CONTAINER ID IMAGE COMMAND CREATED STATUS PORTS NAMES
a6b3ae83249c23eff18af6855516eaa12163601df15390186c74bd47a3556074 nvcr.io/nvidia/cuda:12.9.1-cudnn-runtime-ubuntu24.04 sh -c if [ -x /usr/local/bin/bash ]; then
exec /usr/local/bin/bash
elif [ -x /usr/bin/bash ]; then
exec /usr/bin/bash
elif [ -x /bin/bash ]; then
exec /bin/bash
elif [ -x /usr/local/bin/sh ]; then
exec /usr/local/bin/sh
elif [ -x /usr/bin/sh ]; then
exec /usr/bin/sh
elif [ -x /bin/sh ]; then
exec /bin/sh
elif [ -x /busybox/sh ]; then
exec /busybox/sh
else
echo shell not found
exit 1
fi
About a minute ago Up About a minute runner-5j-fmjokx-project-87457-concurrent-1-4e3dc2992f3a7b23-build
I am able to find the libraries inside the container that are related to CUDA and cuDNN but I cannot find nvidia-smi. I tried both recursively listing everything in / and greping as well as which:
root@runner-5j-fmjokx-project-87457-concurrent-1:/# which nvidia-smi
root@runner-5j-fmjokx-project-87457-concurrent-1:/# ls -R | grep nvidia-smi
For reference inside the manually started container I get
root@77237af1ac7f:/# which nvidia-smi
/usr/bin/nvidia-smi
The environment is indeed different. Inside /usr/lib/x86_64-linux-gnu/ I can see different libraries, with the ones on the automatically launched container being considerably less and, what’s a definite no go, the libnvidia and libcuda ones are definitely missing.

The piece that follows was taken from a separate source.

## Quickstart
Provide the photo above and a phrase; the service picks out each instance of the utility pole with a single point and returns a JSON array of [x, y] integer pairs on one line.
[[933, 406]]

on the automatically (via GitLab runner) started container
Quick thought without validation - Check if the image has entrypoints configured that are run and install specific packages on container runtime. I suspect that the manual run does this, whereas the CI runner docker executor does not.
I will check that. I need to find the Dockerfile for the Nvidia CUDA cuDNN images first.
After all
GitLab runner CI job’s log clearly states that The NVIDIA Driver was not detected
after inspecting the libraries it is clear that the CUDA related ones are missing but not the cuDNN ones. While the cuDNN libraries do not come with an installer but are a simple download from Nvidia’s website and a copy-paste to the /usr/lib/..., the CUDA ones come from installing the toolkit. And if the installer fails (this is my experience setting up CUDA on a normal host) fails to detect an Nvidia GPU, the toolkit will not be installed, hence the missing libraries.
So we are back to square one - why is the runner not detecting the GPU and/or has some sort of a conflict with the Nvidia container toolkit, which - as seen previously - works perfectly fine with podman.
UPDATE: Hah, didn’t know Nvidia was using GitLab and not GitHub for hosting.